Structured settlements expert John Darer reviews the latest structured settlements and settlement planning information and news, and provides expert opinion and highly regarded commentary. that is spicy, Informative, irreverent and effective for over 20 years.

by Structured Settlement Watchdog

It was all rather silly when you were 7 or 8 years old and were taunted by friends that “you’re epidermis is showing”. Fast forward a few years and I’ve got to do it, in another way to “Silly Billy” Tilley.

I give Bill Tilley credit for enthusiastically flooding the Internet with content about settlement planning topics, but jeez, Bill Tilley can’t proof read what he is publishing?

This JUST PUBLISHED December 2, 2009

“The Periodic Payment Settlement Act of 1982 explicitly encourages the use of structured settlements.
U.S. Treasury obligations or more commonly a life insurance company annuity will fund the payment stream of Structured settlement payments are completely Tax Free.. This significant financial advantage was created 20 years ago by Congress to give beneficiaries a strong incentive to choose a structured settlement and the long term security they provide”, said Tilley.

Tilley Timelines Mismatched

According to my math, 2009 minus 1982 equals 27 years.
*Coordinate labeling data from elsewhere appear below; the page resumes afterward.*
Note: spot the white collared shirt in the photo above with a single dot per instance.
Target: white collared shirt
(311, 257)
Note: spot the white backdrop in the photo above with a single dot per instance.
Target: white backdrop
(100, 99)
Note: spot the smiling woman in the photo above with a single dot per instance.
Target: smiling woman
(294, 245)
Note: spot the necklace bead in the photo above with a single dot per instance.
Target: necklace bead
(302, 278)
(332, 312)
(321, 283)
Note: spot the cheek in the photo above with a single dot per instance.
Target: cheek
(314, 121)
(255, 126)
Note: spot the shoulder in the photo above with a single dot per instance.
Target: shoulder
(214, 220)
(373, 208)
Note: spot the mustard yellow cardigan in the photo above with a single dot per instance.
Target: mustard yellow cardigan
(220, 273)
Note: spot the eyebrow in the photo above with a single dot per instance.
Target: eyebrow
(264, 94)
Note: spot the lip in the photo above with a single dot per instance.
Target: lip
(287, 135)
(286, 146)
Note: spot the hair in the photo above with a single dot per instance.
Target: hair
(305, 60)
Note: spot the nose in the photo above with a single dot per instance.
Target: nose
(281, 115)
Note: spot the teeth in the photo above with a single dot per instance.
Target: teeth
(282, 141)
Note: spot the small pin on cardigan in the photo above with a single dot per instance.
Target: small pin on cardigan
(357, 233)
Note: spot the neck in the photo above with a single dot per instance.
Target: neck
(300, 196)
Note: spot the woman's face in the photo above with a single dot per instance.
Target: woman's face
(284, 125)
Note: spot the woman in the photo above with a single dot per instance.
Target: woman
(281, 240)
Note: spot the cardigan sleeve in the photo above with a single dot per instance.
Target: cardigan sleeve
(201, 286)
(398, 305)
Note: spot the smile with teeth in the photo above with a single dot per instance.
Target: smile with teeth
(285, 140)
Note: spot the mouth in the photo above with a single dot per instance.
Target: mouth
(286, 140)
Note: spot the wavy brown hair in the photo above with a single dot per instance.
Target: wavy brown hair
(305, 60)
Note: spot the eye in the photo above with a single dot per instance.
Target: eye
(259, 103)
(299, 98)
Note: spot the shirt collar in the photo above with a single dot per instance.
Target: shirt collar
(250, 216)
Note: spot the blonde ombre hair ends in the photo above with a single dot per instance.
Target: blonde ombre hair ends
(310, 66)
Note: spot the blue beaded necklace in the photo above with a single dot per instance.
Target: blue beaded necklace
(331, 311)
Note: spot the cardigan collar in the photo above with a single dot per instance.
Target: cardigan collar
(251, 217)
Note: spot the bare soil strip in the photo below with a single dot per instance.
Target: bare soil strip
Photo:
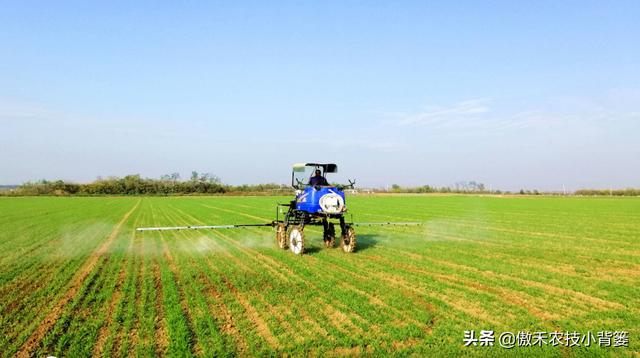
(36, 337)
(196, 347)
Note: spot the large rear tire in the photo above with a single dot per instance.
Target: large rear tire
(281, 236)
(329, 235)
(349, 240)
(296, 240)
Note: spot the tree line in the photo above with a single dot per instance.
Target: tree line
(199, 183)
(207, 183)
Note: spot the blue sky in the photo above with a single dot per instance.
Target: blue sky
(510, 94)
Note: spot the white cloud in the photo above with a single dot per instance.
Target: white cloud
(438, 115)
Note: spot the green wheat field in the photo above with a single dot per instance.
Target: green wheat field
(76, 279)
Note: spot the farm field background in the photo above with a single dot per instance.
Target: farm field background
(77, 279)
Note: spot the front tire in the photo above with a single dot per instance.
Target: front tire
(281, 236)
(349, 240)
(296, 240)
The act became effective in January 1983, when President Ronald Reagan signed it into law,  so even using that assumption we’re still talking about 27 years.

I was going to point out that generally speaking, in the English language, it is common to maintain a consistent relationship between the primary noun and any references to it, keeping singular singular and plural plural. But that would be insulting wouldn’t it?
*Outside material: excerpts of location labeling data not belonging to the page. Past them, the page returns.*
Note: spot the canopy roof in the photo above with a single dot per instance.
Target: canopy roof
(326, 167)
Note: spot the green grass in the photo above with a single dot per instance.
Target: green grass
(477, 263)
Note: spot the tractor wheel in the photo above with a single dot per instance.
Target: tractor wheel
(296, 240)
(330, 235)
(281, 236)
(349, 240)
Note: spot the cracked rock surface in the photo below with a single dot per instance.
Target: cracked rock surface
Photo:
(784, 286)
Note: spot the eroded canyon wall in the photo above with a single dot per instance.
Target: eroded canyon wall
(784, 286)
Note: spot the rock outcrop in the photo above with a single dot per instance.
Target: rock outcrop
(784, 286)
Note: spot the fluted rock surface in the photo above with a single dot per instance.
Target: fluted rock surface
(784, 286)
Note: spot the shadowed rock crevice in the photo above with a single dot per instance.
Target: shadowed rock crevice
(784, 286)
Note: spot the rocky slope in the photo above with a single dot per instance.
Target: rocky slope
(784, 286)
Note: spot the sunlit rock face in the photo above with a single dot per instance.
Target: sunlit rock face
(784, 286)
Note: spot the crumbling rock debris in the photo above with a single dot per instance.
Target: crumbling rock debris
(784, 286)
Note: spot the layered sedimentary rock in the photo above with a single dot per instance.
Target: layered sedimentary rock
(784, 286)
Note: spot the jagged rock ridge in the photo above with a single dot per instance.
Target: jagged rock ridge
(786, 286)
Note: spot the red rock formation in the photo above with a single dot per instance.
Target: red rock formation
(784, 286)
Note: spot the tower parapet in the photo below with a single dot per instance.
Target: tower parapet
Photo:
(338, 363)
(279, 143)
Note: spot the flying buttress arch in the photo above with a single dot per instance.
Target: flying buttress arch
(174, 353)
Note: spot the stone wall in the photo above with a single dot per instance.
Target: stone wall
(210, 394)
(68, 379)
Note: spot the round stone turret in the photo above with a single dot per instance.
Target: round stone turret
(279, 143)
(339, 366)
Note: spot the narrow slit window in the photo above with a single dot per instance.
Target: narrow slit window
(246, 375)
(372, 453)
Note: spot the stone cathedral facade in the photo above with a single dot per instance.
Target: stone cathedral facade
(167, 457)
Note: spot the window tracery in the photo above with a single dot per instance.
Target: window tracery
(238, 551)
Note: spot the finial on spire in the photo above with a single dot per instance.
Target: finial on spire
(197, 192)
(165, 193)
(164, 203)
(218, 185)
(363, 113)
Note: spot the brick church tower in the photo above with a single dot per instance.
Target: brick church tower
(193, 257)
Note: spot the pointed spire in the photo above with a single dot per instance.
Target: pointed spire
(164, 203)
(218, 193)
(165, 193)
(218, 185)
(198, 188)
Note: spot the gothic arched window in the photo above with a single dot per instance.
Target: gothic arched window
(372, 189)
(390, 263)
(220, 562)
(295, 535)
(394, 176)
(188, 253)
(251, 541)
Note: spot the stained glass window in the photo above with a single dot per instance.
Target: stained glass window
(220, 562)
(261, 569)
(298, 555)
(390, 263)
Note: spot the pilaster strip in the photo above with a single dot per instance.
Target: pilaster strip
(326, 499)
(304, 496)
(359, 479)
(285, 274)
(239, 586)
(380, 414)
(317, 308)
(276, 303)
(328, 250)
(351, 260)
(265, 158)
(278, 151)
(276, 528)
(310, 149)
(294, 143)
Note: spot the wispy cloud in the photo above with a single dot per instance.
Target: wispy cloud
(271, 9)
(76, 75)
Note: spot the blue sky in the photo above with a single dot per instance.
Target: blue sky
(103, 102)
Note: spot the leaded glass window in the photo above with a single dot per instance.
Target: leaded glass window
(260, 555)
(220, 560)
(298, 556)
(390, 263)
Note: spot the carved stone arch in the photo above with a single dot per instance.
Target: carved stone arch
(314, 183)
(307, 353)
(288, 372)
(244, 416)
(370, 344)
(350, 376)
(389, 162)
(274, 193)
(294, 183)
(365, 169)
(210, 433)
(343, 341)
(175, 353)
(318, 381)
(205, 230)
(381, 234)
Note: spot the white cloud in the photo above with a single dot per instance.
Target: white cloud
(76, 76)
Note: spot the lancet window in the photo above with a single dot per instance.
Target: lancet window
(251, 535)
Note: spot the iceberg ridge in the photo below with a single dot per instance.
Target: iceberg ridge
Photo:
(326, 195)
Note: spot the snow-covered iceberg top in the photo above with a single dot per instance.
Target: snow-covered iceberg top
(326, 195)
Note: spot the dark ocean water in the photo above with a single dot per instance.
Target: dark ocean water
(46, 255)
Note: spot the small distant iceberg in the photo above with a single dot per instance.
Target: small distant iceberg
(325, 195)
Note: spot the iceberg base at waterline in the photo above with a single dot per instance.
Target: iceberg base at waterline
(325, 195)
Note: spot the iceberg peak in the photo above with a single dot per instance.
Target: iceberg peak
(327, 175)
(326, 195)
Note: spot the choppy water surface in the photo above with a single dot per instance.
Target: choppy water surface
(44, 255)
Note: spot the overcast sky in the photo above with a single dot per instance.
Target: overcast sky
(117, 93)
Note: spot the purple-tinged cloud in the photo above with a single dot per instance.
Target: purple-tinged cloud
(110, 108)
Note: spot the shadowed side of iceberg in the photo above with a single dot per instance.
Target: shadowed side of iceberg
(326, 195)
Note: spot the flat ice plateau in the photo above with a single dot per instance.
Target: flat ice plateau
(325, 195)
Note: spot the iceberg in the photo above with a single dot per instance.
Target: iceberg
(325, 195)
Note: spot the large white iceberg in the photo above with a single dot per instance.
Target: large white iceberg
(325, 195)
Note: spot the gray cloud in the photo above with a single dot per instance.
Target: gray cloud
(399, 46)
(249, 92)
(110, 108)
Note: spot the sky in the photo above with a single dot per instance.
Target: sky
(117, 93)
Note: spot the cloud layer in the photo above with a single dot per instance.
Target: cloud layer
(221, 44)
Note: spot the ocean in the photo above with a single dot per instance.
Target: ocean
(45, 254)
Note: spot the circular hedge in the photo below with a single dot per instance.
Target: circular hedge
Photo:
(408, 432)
Structured settlement payments ARE NOT completely tax free. They are only income tax free if the periodic payments represent payment for damages that are excludable from income under the Internal Revenue Code Sections 104(a)(1) or 104(a)(2)

They are not estate tax free, although high exempt amounts will mitigate this risk on smaller structured settlements.

Your choice…should questions be raised about BIll Tilley’s ability in (1) basic arithmetic (2) attention to detail, assuming he wrote it or (3) integrity, if he didn’t

As harsh as the reality may seem, some people make it easier than a rigged game of “whack a mole”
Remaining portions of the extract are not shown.